En la habitación solo quedaron Jimena y Rodrigo.
Rodrigo acercó una silla y se sentó junto a la cama.
Al ver el rostro pálido de Jimena y sus ojos enrojecidos e hinchados, recordó lo débil que había estado durante su primer aborto y sintió una punzada de compasión.
No es que hubiera dejado de amarla, simplemente habían ocurrido demasiadas cosas y la distancia entre sus corazones se había agrandado.
Extendió la mano y le acarició suavemente la mejilla, diciendo con ternura:
—Jimena, lo siento mucho. Te ves muy pálida. Cuando salgas del hospital, tienes que descansar bien y recuperar tus fuerzas.
Jimena murmuró con voz débil:
—Rodrigo, me duele. Me duele muchísimo. No quiero volver a pasar por esto una tercera vez.

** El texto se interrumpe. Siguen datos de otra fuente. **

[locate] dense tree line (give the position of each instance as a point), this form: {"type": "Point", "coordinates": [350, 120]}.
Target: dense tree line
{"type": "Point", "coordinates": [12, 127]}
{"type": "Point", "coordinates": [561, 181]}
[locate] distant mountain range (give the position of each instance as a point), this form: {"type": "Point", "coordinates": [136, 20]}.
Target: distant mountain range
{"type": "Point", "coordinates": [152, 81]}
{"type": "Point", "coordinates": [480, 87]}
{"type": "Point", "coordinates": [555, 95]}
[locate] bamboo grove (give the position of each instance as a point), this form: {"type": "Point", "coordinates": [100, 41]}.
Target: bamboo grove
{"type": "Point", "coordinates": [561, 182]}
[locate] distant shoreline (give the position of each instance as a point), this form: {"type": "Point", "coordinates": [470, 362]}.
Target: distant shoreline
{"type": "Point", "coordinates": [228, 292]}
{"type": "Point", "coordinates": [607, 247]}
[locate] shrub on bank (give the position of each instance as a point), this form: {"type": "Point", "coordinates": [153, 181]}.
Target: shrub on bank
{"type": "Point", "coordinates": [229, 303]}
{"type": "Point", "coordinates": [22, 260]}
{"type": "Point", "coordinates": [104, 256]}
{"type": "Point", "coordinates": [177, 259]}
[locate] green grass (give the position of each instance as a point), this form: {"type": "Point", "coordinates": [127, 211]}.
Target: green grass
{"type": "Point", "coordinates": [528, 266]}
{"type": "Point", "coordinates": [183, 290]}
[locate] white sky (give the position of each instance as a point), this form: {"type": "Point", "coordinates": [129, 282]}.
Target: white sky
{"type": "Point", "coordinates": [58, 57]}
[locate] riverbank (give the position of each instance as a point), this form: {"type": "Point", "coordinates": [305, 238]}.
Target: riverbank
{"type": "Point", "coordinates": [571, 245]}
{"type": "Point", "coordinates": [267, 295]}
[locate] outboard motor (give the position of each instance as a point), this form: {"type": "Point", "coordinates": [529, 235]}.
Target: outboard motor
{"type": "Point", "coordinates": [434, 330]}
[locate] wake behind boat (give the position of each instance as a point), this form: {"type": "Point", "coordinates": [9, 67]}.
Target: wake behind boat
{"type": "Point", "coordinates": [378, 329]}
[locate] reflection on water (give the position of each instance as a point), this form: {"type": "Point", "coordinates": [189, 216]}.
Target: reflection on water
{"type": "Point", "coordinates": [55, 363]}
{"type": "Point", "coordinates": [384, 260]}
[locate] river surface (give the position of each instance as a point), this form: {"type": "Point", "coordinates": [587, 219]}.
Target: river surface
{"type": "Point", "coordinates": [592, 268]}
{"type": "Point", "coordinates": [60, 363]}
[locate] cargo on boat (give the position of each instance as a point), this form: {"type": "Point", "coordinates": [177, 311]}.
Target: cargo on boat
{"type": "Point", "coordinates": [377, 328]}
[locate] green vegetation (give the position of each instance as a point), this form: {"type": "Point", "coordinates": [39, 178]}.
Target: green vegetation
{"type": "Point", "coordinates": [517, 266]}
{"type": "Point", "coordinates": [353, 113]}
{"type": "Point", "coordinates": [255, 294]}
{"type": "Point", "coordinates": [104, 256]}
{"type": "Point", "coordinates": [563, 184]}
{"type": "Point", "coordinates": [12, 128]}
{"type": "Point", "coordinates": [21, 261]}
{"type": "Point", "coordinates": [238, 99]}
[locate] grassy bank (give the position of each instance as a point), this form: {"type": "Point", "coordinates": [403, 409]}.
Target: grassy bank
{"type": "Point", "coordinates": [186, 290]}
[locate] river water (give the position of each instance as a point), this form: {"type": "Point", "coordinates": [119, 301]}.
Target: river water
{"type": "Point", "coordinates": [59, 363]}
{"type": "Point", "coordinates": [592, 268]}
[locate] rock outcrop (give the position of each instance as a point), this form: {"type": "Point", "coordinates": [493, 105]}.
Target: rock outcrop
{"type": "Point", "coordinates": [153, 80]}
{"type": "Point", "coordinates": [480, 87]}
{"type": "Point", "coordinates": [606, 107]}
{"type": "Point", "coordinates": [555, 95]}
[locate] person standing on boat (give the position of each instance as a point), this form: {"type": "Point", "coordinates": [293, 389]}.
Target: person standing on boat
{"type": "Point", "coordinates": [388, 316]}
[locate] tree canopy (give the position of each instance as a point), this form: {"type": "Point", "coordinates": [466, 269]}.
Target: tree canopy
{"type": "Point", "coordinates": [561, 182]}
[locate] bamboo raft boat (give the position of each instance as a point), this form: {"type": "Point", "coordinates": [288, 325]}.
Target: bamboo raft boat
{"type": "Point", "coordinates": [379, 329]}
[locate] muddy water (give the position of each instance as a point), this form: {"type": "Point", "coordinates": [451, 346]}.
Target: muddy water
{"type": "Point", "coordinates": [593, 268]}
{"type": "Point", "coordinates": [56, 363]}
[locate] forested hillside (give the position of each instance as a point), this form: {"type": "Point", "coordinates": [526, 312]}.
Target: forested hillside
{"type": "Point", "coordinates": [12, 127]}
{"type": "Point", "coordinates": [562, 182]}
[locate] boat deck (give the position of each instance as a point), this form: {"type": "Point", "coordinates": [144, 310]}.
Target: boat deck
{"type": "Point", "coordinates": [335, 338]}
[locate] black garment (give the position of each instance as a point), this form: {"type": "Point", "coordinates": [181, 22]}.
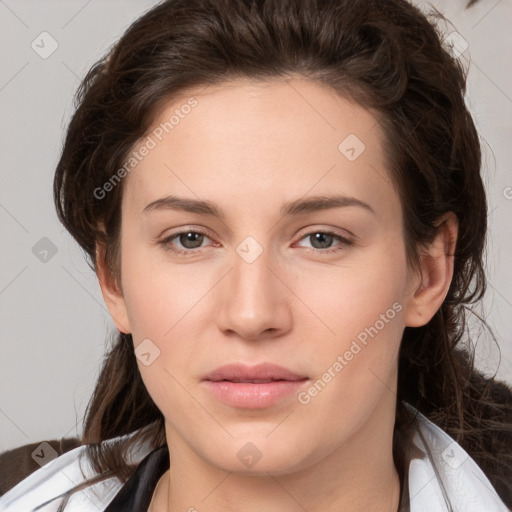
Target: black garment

—No volverá a pasar. La próxima vez, será nuestro hijo de verdad. Tendremos a nuestro bebé —la consoló Rodrigo con voz suave—. Aún somos jóvenes. Si te cuidas, en el futuro tendremos más hijos.
La pareja ya había establecido sus condiciones.
No se divorciarían.
Y tendrían al menos uno o dos hijos.
Sin un hijo de por medio, la familia Castillo dejaría de apoyarlo, temiendo que buscara a otra mujer para darle un heredero.
Solo teniendo un hijo con Jimena, aunque fuera una niña, los Castillo seguirían respaldándolo por el bien de su nieto.
Su padre era demasiado parcial; esperar que dividiera la herencia de manera justa era una ilusión. Solo la familia de su esposa podía ser su respaldo. Por el bien de los negocios entre ambas familias, su padre no se atrevería a pasarse de la raya.
—Rodrigo, perdóname —dijo Jimena, con los ojos llenos de lágrimas.
Si no hubiera actuado por su cuenta buscando a Ulises Peña, nada de eso habría pasado y no habría tenido que pasar por otro aborto.
Pero esta vez, Elías no había dado señales de vida. Aunque era cierto que estaba de viaje, su actitud distante era innegable.
No solo estaba dejando atrás sus sentimientos por ella, parecía que tampoco le importaba ya su amistad.
¿Tanto poder tenía Isabela sobre él?
Rodrigo comentó:
—Si un asunto requiere que él viaje personalmente, debe ser algo muy importante. Ni él mismo debe saber cuánto tiempo le tomará; no regresará hasta resolverlo todo.
—Está ocupado, no lo molestes tanto. Cuando termine, volverá. Además, Isabela ahora es la novia de Álvaro Morales, seguramente cuando Elías regrese, volverá a buscarla para molestarla.
—No intentes meterte ni aconsejarlo, esos son asuntos de Elías. Nosotros solo éramos sus amigos de la infancia. No tenemos derecho a meternos en su vida personal, somos personas externas.
—Isabela... Jimena, tú la odias a muerte y la atacas tanto por culpa de Elías, ¿verdad? Pero Isabela no tiene la culpa de nada. Si Elías la engañó para casarse con ella y luego se divorciaron, fue por tu culpa.